Le peuple, la Bible, la liturgie en font mémoire. Il s’agit de repérer, de
discerner cette vie divine à l’œuvre au milieu de nous. Il convient même, à
l’aide de ces monuments de de mots, d’en apprendre la grammaire. Car en
apprenant à la reconnaître dans l’Écriture Sainte, nous devons plus habiles à
l’y retrouver dans notre vie personnelle.
Pourtant, la tension même de l’histoire sainte vers sa fin nous dit que ces
traces sont encore à l’état inchoatif, à l’état de commencement. Dieu n’a pas
tout donné lorsqu’il a crée le monde. Il a encore de la réserve, même après
la Sortie d’Égypte. Les Prophètes, plus que tous, nous ont appris à espérer
la réalisation pleine et entière de cette délivrance, de cette plénitude, dont la
résurrection constitue les prémices. Ces prophéties installent une attente
inouïe, dont nul ne prévoyait clairement la manière.
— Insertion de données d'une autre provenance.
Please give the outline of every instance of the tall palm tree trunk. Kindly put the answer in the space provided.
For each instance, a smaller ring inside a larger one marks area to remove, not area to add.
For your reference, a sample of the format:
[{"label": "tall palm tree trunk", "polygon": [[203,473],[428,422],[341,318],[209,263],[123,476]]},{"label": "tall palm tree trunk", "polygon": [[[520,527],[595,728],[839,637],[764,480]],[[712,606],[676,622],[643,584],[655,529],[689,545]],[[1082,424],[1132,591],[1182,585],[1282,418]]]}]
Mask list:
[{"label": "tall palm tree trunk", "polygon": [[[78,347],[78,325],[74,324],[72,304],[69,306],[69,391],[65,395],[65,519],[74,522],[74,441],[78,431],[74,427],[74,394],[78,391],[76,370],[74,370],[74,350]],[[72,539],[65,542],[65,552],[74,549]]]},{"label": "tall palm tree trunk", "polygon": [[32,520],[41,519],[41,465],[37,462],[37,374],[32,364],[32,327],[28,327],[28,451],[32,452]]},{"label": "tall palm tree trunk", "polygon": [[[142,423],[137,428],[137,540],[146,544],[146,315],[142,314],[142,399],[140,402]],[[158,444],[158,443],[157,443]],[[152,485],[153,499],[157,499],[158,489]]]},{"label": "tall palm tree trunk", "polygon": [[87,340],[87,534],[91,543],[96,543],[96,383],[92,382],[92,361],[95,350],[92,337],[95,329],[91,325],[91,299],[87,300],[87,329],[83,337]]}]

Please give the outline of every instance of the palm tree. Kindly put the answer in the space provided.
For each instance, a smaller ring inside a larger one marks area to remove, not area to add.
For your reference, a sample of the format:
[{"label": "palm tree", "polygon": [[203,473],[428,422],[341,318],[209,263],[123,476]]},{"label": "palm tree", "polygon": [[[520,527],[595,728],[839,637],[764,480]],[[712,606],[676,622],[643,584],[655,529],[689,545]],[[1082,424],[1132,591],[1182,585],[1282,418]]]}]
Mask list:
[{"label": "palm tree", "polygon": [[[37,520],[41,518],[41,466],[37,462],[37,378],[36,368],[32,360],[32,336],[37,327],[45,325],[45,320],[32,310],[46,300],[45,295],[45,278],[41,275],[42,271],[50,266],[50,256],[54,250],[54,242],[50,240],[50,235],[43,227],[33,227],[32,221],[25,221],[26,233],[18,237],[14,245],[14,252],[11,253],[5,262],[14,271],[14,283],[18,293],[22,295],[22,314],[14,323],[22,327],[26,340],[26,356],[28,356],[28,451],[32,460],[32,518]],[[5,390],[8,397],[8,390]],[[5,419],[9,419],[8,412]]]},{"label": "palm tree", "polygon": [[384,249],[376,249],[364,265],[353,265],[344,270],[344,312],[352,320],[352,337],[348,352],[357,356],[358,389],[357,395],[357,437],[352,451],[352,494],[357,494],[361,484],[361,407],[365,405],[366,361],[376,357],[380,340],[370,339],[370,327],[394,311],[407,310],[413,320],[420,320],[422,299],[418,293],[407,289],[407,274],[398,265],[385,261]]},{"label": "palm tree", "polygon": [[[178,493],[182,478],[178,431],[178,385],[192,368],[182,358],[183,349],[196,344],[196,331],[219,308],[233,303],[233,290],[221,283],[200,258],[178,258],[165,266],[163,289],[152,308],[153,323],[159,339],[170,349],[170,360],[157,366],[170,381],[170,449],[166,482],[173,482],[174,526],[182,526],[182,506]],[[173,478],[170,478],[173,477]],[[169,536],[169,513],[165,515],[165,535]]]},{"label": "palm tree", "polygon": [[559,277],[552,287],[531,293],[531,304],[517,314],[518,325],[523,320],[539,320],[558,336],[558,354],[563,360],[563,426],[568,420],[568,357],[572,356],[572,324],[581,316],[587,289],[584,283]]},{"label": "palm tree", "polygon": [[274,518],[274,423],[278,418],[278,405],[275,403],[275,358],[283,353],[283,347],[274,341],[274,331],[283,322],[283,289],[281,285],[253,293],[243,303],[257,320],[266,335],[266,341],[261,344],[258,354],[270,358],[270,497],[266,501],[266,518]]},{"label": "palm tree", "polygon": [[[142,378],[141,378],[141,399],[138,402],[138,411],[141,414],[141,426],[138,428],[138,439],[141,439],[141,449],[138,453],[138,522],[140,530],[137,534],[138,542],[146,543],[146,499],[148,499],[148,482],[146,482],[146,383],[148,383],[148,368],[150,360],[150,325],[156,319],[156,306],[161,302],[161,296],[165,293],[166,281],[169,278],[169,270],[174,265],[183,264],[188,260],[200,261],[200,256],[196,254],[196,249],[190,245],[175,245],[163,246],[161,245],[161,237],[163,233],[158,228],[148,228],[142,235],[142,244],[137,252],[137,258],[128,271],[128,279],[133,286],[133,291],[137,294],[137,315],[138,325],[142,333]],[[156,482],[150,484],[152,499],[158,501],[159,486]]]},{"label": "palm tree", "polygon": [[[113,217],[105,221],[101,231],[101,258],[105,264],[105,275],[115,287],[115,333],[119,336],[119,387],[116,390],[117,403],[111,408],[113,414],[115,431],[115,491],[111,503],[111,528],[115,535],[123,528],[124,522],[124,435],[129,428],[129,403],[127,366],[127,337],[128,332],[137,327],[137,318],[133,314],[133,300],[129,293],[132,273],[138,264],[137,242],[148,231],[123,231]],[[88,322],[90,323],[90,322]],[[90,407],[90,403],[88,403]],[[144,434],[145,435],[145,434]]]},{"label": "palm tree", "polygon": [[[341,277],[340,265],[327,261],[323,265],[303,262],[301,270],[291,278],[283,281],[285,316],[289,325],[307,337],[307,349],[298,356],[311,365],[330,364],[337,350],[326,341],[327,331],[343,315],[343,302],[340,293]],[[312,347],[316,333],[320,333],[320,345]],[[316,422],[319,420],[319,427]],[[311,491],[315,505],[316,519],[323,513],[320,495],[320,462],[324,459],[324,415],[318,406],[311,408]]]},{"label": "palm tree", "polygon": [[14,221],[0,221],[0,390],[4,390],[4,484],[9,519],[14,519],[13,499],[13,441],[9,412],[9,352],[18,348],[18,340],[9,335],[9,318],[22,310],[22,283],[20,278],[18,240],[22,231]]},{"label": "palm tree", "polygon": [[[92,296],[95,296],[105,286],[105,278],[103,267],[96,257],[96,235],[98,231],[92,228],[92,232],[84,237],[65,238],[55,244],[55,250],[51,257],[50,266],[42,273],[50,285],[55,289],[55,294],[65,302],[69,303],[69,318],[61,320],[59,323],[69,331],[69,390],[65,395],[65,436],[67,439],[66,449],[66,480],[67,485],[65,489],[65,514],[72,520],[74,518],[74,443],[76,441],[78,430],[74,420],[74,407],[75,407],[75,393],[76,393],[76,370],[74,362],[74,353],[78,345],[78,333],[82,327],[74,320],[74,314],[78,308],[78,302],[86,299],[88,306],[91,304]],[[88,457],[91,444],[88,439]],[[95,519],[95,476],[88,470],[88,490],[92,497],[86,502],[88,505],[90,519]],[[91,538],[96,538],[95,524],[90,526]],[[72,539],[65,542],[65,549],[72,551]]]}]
Mémoire et espérance, voilà deux mots qui résument cette pédagogie de
Dieu pour nous initier à sa propre vie.
Puis dans ces temps qui furent les derniers, le Christ nous a appris à
discerner le Royaume de Dieu dans le monde. La vie même de Jésus, son
enseignement et sa manière de vivre, a encore affiné le contour un peu flou.
Mais il aura fallu attendre encore la victoire suprême du Christ sur la mort,
en cette nuit très sainte, et sans-doute quelques nuits de cogitations de la
part des disciples ensuite, pour nous faire entrevoir plus nettement comment
Dieu veut accomplir sa promesse pour chacun de nous. Il va permettre à nos
pauvres corps mortels, à nos pauvres âmes limitées de partager rien moins
que sa force de vie créatrice et recréatrice.
Pour laisser entrer en nous plus pleinement la joie de Pâques, ce soir, je
vous invite à refaire ce parcours de mémoire et de dépassement. De la
même manière que nous avons relu cette histoire de l’intervention de Dieu
pour son peuple chez les prophète, de la création primordiale à l’attente d’un
cœur et de l’esprit renouvelé, de la même manière que dans nos mémoires
sont gravés les enseignements du Christ relus à la lumière de sa
résurrection, aussi, nous pouvons reconnaître dans nos histoires
particulières les interventions libératrices du Seigneur, ou les pierres
d’attente d’une plénitude encore à venir.
Je pense spécialement à toutes ces petites résurrections que le Seigneur
nous a donné de vivre après un échec, une rupture, une confiance trompée,
lorsque nous entrevoyons à nouveau la lumière de l’avenir. Et à celles que
nous attendons encore en nous appuyant sur la certitude la victoire définitive
du Christ sur le mal et sur la mort.
Vous connaissez peut-être cet art japonais dite de la « jointure en or », qui
consiste à restaurer des porcelaines brisées. Le maître-artisan recolle les
morceaux cassés avec de la laque, et dépose de l’or sur les marques de
brisures avant de les lustrer. Il leur redonne leur fonction, leur utilité, et plus
encore, il les magnifie mais sans rien cacher de la réparation, en assumant
qu’ils sont restaurés. Le vase ou la tasse est comme ressuscitée, faisant
penser au Christ portant les plaies sur son corps de gloire. Il est encore plus
beau que l’objet initial.
Par sa résurrection, le Christ est comme l’or qui vient tenir ensemble nos
fragments d’être, pour nous faire tenir debout, et prêts à être remplis à
nouveau de tout ce qu’il a à nous donner.